2 minute read
Jules
Nieuwe vrienden
Jules woont met man en drie kinderen in Oud-Zuid. Ze leidt het perfecte leven. Tenminste, zo líjkt het.
Advertisement
Uit verveling zijn we bevriend geraakt met onze zeventigjarige buren: een rijke kunsthandelaar en zijn echtgenote. In de vijftien jaar dat we er wonen hebben we slechts twee keer contact met ze gehad: over het snoeien van de grote spar in hun tuin die bij ons hinderlijke schaduw veroorzaakt, én over de Birò van mijn man, waarvan zij vinden dat ‘ie op onze oprit moet staan, in plaats van op de stoep. We hebben dan ook nooit de behoefte gehad om eens gezellig met elkaar te borrelen. Totdat de avondklok ingevoerd werd…
Op een zondagmiddag belde de kunsthandelaar bij ons aan. Hij had een groot gat ontdekt in de heg die onze tuinen scheidt. Volgens hem zou onze hond het gat hebben veroorzaakt. De hond die we niet hebben, we waren dus ook snel uitgepraat. De volgende dag belde hij weer aan. Nu was een bronzen beeldje – van een of andere gerenommeerde kunstenaar – uit zijn tuin verdwenen. “Dat moet iemand uit jullie huishouden geweest zijn”, beweerde de buurman, “die door het gat in de heg is gekropen.” Het moest niet gekker worden. Vriendelijk doch dringend verzochten wij de buurman ons niet meer te vervelen met zijn paranoïde waarnemingen en valse beschuldigingen.
Maar diezelfde dag zag ik in de kast van mijn oudste zoon iets zien staan wat ik nooit eerder had gezien: een bronzen beeldje van een naakte vrouw. Na uitgebreid verhoor gaf mijn zoon toe dat hij samen met een vriendje het gat in de heg had geknipt en midden in de nacht hadden ze ‘het lekkere wijf’ bij de buren weggehaald. Gewoon, uit pure verveling. Zulke dingen doen pubers blijkbaar in de coronacrisis. Mijn zoon opperde het beeldje terug te brengen en zijn excuses aan te bieden bij de buren, maar het leek ons verstandiger als hij het beeldje onopgemerkt zou teruggooien in de tuin.
Drie dagen erna stond het kunsthandelaarskoppel met een jumbofles Moët en “Duizendmaal excuses!” voor de deur. Ze hadden het beeldje teruggevonden, achter in de tuin, tijdens het vegen. “Door de zware storm moet het mokkel van haar sokkel zijn afgewaaid”, aldus de buurman. Daarbij werden we uitgenodigd om op de vrijdagavond bij ze te komen eten, ze hadden immers wat goed te maken na die valse beschuldigingen. “En”, zei de buurman, “we kunnen de avondklok omzeilen, want jullie kunnen door het gat in de heg terug naar huis.”
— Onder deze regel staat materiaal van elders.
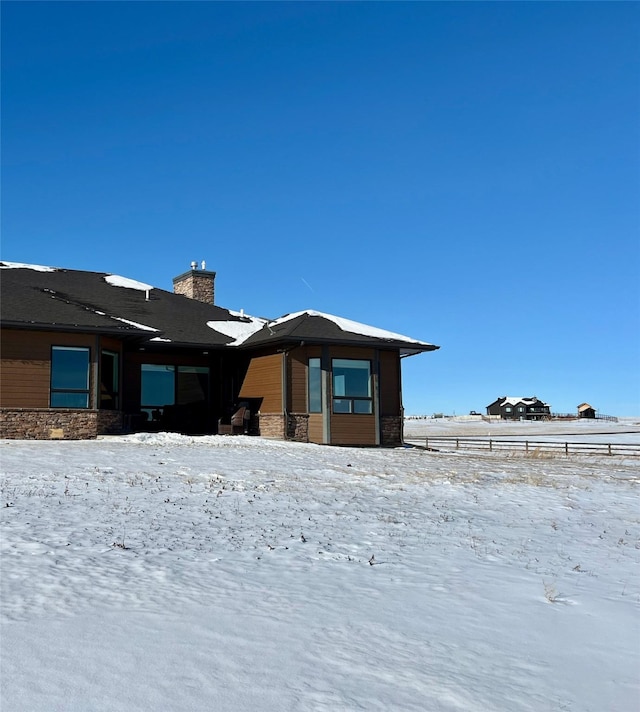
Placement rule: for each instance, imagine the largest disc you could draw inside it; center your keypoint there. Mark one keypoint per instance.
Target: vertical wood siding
(389, 383)
(315, 428)
(353, 429)
(264, 380)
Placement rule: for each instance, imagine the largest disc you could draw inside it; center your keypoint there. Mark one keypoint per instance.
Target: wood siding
(315, 428)
(298, 363)
(353, 429)
(389, 383)
(25, 369)
(264, 380)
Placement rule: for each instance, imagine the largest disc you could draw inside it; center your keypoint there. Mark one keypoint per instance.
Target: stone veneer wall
(391, 430)
(58, 424)
(197, 284)
(298, 427)
(272, 425)
(44, 424)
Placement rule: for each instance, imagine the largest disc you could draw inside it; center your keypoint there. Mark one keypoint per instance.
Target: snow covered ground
(162, 572)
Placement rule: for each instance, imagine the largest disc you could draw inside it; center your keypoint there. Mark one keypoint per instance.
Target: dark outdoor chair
(238, 424)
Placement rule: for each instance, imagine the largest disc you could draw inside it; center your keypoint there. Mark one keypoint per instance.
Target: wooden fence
(531, 447)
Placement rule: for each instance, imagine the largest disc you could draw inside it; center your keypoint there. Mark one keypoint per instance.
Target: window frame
(348, 403)
(66, 390)
(314, 387)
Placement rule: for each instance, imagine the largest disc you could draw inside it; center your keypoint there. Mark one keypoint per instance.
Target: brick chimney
(196, 284)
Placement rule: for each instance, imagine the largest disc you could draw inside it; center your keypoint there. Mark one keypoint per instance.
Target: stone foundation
(391, 430)
(298, 427)
(58, 424)
(272, 425)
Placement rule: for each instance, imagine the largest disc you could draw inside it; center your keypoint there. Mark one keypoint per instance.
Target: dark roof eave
(44, 326)
(405, 348)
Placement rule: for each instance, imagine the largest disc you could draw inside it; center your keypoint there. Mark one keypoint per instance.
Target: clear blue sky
(464, 173)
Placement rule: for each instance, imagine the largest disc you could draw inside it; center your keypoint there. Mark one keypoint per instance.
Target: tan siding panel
(389, 383)
(298, 380)
(264, 380)
(315, 428)
(26, 363)
(353, 429)
(24, 384)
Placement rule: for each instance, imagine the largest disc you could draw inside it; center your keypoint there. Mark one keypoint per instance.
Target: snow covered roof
(34, 295)
(517, 400)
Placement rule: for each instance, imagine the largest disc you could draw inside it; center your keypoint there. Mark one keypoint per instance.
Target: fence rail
(527, 446)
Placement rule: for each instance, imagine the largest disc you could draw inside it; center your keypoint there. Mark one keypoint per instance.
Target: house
(512, 408)
(586, 411)
(90, 353)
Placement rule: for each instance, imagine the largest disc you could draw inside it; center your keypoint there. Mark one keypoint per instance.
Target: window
(109, 381)
(351, 386)
(314, 386)
(69, 377)
(164, 386)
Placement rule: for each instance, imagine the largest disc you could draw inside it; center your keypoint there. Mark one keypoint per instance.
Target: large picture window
(351, 386)
(69, 377)
(173, 393)
(315, 386)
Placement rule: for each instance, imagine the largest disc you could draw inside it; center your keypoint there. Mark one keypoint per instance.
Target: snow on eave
(353, 327)
(116, 280)
(134, 323)
(23, 265)
(239, 331)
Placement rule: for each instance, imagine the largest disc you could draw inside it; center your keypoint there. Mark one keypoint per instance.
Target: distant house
(516, 408)
(586, 411)
(91, 353)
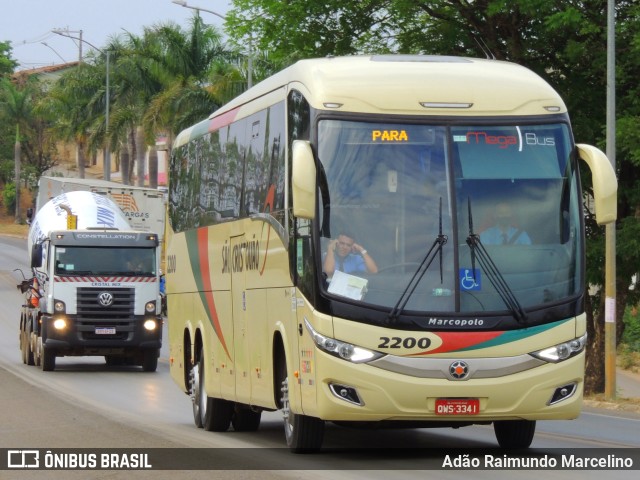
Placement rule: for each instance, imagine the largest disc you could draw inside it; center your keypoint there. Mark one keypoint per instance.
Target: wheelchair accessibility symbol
(470, 279)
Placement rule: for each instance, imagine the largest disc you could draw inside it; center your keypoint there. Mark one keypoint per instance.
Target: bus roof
(402, 85)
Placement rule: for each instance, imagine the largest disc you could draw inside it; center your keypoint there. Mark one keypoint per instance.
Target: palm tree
(196, 70)
(72, 100)
(17, 107)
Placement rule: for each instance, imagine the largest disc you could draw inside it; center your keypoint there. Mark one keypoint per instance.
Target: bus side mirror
(36, 255)
(605, 183)
(303, 180)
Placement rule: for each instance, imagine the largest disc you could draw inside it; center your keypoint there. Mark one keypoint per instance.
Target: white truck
(94, 288)
(143, 207)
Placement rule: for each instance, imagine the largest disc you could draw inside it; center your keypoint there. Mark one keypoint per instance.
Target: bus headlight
(562, 351)
(344, 350)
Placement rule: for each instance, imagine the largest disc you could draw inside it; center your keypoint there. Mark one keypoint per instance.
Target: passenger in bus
(344, 254)
(504, 232)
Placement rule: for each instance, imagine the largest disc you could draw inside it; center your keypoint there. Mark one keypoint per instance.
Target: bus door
(240, 375)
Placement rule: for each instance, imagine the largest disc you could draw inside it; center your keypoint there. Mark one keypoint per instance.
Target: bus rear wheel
(212, 414)
(514, 433)
(303, 434)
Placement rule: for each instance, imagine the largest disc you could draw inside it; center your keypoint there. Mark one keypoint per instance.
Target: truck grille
(118, 313)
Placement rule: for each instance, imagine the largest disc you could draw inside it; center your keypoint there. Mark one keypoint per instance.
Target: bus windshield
(484, 213)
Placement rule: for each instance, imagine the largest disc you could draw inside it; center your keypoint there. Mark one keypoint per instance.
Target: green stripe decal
(198, 248)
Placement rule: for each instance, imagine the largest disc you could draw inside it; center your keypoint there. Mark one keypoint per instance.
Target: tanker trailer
(94, 289)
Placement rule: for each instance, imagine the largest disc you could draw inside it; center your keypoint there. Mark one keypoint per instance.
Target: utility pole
(610, 235)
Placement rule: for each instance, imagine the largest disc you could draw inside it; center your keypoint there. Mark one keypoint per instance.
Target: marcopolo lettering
(456, 322)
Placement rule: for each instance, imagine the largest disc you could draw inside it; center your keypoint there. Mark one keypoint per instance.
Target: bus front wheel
(303, 434)
(514, 433)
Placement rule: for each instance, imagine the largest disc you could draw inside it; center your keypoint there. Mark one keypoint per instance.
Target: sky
(27, 24)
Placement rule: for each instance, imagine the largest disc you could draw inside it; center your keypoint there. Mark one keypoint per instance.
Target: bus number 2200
(406, 342)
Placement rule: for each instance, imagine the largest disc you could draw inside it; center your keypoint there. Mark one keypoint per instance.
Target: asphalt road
(85, 404)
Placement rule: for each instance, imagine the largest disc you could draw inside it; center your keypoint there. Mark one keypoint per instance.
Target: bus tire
(150, 360)
(48, 360)
(514, 433)
(303, 434)
(245, 420)
(212, 414)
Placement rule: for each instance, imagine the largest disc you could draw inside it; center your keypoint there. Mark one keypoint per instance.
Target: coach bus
(407, 160)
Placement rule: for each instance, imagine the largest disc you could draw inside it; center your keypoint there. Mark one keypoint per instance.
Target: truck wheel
(212, 414)
(48, 360)
(24, 345)
(29, 350)
(150, 360)
(514, 433)
(303, 434)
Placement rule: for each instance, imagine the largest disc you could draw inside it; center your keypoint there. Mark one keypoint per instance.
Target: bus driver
(346, 255)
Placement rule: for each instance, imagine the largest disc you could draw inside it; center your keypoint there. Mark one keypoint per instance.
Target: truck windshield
(393, 189)
(105, 261)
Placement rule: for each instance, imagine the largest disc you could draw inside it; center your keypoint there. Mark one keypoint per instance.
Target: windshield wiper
(492, 271)
(436, 248)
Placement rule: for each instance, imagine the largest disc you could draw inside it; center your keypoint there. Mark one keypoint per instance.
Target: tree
(7, 64)
(16, 103)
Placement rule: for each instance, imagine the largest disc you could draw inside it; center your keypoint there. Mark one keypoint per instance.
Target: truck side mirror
(36, 255)
(303, 180)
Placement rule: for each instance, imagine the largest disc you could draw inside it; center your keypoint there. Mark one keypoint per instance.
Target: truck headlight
(59, 324)
(344, 350)
(150, 325)
(59, 306)
(562, 351)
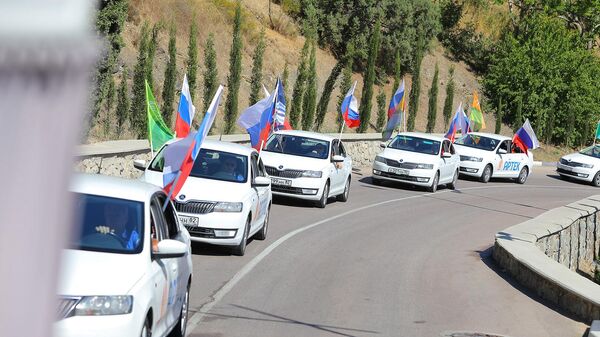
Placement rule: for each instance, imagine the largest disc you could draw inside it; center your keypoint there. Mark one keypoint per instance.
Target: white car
(128, 268)
(227, 197)
(583, 166)
(486, 155)
(307, 165)
(418, 159)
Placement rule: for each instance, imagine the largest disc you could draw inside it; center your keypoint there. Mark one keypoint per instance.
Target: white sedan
(308, 165)
(417, 159)
(128, 268)
(486, 155)
(583, 165)
(227, 197)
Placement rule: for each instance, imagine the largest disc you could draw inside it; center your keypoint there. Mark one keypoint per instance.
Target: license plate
(188, 220)
(284, 182)
(398, 171)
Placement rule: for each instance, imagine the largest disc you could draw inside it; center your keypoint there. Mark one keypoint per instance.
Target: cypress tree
(192, 63)
(170, 78)
(309, 102)
(256, 79)
(137, 115)
(449, 101)
(235, 72)
(432, 113)
(367, 93)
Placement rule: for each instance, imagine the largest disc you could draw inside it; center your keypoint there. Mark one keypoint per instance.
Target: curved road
(392, 261)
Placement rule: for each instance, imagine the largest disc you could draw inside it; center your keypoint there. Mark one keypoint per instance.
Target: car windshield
(212, 164)
(478, 142)
(298, 146)
(108, 224)
(415, 144)
(592, 151)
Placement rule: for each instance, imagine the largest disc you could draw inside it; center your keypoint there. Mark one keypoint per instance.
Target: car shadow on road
(487, 259)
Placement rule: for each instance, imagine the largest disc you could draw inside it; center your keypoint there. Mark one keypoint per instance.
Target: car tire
(240, 249)
(344, 196)
(452, 185)
(487, 174)
(180, 327)
(436, 180)
(323, 201)
(522, 178)
(262, 233)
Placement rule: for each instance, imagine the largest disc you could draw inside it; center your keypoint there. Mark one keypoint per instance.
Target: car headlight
(312, 174)
(233, 207)
(104, 305)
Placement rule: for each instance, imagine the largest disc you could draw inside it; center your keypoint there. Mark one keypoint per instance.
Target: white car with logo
(417, 159)
(307, 165)
(227, 197)
(486, 155)
(128, 268)
(583, 165)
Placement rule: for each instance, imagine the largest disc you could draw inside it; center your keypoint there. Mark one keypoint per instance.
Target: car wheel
(323, 202)
(344, 196)
(240, 249)
(522, 178)
(262, 233)
(452, 185)
(487, 174)
(433, 186)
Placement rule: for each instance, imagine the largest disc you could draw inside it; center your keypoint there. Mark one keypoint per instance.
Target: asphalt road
(392, 261)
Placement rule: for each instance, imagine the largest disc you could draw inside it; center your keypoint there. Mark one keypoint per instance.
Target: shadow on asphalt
(273, 318)
(487, 259)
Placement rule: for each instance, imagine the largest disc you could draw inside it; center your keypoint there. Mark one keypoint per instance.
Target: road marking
(205, 308)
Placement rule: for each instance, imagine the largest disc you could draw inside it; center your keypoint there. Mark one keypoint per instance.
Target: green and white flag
(158, 132)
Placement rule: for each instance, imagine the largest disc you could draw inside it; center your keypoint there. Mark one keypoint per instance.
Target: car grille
(283, 173)
(195, 207)
(396, 163)
(66, 307)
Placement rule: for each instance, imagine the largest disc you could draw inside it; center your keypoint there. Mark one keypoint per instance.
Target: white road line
(199, 315)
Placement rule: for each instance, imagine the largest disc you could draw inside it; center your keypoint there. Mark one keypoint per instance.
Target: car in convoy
(227, 197)
(417, 159)
(128, 268)
(307, 165)
(583, 165)
(486, 155)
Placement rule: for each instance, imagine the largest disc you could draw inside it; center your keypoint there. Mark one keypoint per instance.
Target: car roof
(309, 134)
(114, 187)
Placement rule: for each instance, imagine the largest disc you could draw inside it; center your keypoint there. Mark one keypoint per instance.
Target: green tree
(235, 72)
(432, 109)
(256, 79)
(367, 93)
(449, 101)
(168, 93)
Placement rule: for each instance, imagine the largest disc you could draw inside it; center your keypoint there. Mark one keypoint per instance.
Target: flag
(395, 112)
(180, 155)
(185, 111)
(476, 115)
(350, 109)
(158, 132)
(459, 122)
(525, 137)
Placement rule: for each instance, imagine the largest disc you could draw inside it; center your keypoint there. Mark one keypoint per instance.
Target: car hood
(85, 273)
(275, 159)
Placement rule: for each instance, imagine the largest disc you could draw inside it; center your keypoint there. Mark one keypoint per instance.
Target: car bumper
(417, 177)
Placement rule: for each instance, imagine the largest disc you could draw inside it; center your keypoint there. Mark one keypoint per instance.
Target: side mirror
(337, 159)
(139, 164)
(167, 249)
(261, 182)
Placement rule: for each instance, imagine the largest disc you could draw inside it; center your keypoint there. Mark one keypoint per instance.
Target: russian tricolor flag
(350, 108)
(185, 111)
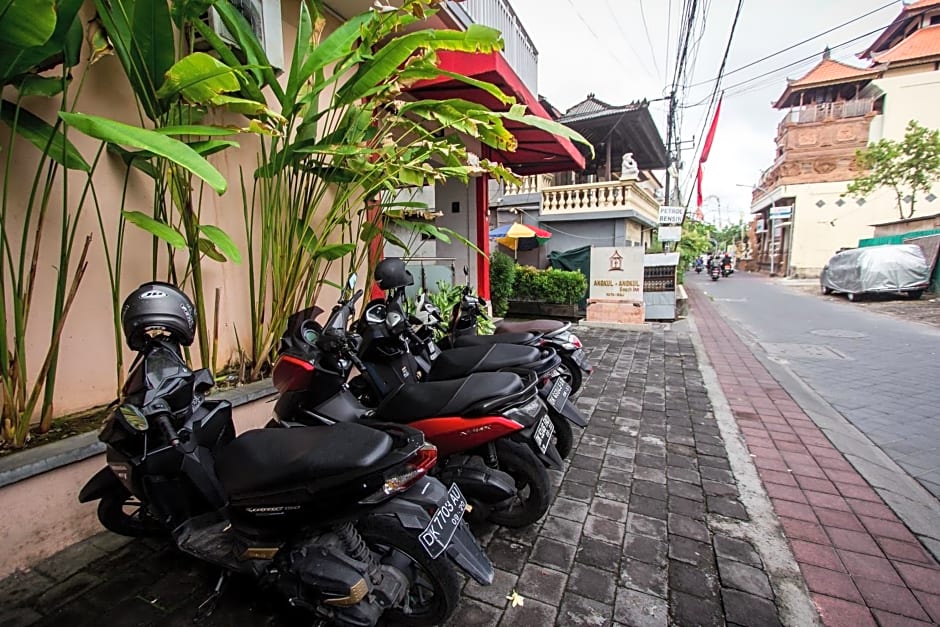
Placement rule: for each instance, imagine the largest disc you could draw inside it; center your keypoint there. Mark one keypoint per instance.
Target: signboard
(781, 213)
(670, 233)
(671, 215)
(617, 273)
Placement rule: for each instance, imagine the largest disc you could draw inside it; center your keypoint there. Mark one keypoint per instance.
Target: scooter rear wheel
(434, 590)
(533, 486)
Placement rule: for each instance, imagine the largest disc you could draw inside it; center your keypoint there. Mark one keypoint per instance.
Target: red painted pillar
(483, 236)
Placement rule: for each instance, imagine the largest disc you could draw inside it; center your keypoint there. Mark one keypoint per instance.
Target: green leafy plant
(502, 275)
(40, 42)
(909, 167)
(564, 287)
(328, 183)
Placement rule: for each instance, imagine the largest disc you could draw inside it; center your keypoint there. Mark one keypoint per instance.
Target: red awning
(538, 151)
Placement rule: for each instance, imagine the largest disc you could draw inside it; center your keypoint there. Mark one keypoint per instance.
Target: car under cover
(890, 268)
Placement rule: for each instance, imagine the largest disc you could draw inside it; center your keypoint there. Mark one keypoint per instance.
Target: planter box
(39, 493)
(542, 310)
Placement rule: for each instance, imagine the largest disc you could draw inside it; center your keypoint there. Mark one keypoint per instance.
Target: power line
(800, 43)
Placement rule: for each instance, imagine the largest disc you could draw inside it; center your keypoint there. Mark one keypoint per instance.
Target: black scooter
(343, 523)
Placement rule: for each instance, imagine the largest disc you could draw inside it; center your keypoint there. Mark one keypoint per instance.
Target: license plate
(544, 433)
(559, 394)
(437, 535)
(578, 357)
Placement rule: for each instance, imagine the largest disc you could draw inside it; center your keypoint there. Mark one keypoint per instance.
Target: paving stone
(497, 592)
(543, 584)
(554, 554)
(638, 609)
(592, 583)
(599, 554)
(578, 610)
(747, 609)
(645, 549)
(735, 549)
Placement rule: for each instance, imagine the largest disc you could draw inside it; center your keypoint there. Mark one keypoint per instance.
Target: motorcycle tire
(571, 373)
(114, 516)
(564, 435)
(384, 535)
(533, 485)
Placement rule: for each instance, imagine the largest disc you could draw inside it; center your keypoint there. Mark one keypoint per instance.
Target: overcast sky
(601, 47)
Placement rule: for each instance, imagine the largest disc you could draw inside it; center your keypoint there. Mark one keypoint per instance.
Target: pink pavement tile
(804, 530)
(800, 511)
(839, 519)
(831, 501)
(861, 493)
(839, 613)
(846, 476)
(786, 493)
(858, 542)
(896, 599)
(907, 551)
(831, 583)
(776, 476)
(816, 555)
(874, 510)
(887, 529)
(931, 603)
(887, 619)
(870, 567)
(815, 484)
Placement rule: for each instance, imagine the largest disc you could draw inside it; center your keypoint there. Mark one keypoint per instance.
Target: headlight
(526, 414)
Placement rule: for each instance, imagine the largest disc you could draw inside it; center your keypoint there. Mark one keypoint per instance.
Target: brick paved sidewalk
(860, 562)
(647, 528)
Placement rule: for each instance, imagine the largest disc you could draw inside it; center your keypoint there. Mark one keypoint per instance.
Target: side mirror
(134, 418)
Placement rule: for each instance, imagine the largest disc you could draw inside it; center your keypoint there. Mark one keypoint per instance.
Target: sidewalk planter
(542, 310)
(39, 487)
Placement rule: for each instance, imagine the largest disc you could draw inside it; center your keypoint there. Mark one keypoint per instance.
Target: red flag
(711, 134)
(706, 150)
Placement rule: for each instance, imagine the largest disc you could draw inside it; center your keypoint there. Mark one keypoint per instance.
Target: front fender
(102, 483)
(412, 508)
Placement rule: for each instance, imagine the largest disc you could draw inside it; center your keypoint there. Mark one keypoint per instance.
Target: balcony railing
(519, 52)
(595, 197)
(829, 111)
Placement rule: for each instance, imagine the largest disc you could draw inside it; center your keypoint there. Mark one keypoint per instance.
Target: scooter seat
(531, 326)
(414, 401)
(459, 362)
(262, 459)
(502, 338)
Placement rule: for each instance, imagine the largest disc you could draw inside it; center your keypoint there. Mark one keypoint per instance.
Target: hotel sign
(617, 273)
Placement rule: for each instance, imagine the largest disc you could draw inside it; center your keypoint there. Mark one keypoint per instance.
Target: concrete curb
(764, 531)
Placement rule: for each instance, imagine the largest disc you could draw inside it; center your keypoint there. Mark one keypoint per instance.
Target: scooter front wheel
(533, 486)
(434, 590)
(121, 513)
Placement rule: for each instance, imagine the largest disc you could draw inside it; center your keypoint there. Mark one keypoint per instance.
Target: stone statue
(629, 171)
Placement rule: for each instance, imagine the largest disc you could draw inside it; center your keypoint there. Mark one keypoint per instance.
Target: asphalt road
(880, 373)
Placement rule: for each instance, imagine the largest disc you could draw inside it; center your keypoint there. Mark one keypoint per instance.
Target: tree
(908, 167)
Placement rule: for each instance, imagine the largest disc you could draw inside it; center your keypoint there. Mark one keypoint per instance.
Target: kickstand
(207, 607)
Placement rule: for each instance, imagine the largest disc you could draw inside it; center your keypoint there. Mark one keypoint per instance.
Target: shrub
(502, 275)
(549, 286)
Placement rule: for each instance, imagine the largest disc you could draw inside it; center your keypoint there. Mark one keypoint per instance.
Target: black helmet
(157, 306)
(391, 273)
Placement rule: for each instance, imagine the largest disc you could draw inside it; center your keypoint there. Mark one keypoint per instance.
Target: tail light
(400, 480)
(292, 374)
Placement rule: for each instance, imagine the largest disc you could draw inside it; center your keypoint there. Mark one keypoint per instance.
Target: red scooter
(493, 434)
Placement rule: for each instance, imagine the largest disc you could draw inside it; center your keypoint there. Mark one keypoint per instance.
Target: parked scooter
(395, 353)
(343, 523)
(462, 331)
(492, 432)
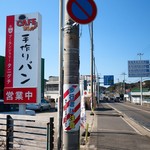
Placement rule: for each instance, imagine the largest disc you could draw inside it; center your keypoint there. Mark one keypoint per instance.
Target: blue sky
(121, 30)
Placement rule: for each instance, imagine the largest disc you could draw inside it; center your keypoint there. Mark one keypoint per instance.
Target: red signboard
(23, 59)
(20, 95)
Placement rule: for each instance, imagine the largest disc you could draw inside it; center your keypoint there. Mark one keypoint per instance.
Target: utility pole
(141, 90)
(124, 88)
(71, 134)
(91, 38)
(60, 99)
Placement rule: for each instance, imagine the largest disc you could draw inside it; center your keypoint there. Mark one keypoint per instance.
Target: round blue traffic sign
(82, 11)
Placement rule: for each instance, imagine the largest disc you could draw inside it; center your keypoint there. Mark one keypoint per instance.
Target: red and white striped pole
(71, 96)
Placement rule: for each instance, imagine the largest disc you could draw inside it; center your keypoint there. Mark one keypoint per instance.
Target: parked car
(44, 105)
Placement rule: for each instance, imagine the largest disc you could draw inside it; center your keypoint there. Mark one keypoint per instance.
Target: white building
(52, 87)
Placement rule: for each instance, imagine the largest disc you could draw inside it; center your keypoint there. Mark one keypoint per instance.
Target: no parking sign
(82, 11)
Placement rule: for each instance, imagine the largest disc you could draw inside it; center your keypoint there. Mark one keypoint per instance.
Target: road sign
(108, 80)
(138, 68)
(82, 11)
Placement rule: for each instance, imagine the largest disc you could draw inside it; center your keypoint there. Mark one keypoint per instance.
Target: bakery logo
(27, 24)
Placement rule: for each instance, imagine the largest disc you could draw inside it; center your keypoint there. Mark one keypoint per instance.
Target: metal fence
(26, 134)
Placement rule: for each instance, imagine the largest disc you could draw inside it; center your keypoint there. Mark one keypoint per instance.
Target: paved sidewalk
(110, 131)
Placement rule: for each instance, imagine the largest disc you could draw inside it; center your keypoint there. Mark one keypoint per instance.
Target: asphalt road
(139, 114)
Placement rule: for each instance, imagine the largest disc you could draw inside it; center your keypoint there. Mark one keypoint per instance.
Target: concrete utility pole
(124, 83)
(91, 38)
(60, 99)
(141, 89)
(71, 139)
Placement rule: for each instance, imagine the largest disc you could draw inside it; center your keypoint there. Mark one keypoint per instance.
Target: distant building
(51, 88)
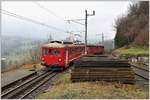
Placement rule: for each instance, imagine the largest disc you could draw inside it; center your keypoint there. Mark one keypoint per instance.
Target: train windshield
(51, 52)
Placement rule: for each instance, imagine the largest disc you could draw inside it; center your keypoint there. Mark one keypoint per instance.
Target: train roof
(54, 45)
(58, 45)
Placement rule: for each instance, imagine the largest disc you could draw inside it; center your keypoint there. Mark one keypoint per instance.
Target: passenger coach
(58, 55)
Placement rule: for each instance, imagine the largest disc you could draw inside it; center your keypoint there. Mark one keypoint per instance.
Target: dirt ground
(63, 88)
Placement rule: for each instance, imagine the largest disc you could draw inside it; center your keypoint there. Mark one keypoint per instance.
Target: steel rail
(28, 83)
(36, 87)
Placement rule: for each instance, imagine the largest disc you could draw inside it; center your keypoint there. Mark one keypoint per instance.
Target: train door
(66, 57)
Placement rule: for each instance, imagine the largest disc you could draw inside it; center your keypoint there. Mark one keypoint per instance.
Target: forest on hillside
(133, 28)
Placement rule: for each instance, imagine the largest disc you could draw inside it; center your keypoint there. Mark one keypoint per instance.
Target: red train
(58, 55)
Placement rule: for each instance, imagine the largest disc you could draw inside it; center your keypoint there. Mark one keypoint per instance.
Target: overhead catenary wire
(54, 14)
(29, 20)
(49, 11)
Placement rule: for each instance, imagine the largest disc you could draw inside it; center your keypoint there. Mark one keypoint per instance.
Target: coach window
(50, 52)
(44, 51)
(57, 52)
Het gat bleek een opening naar een stukje vrijheid: even van huis, zonder kinderen en met babyfoon, tot in de nachtelijke uurtjes aan de zuip, kruipend terug via de tuin. En zo ontstond tijdens de avondklok ons vaste ‘vrijdagavonduitje’ bij de buren. Inmiddels is de spar gesnoeid, staat de Birò voortaan op onze oprit, maar – zolang de avondklok van kracht blijft – wordt het gat in de heg niet gerepareerd.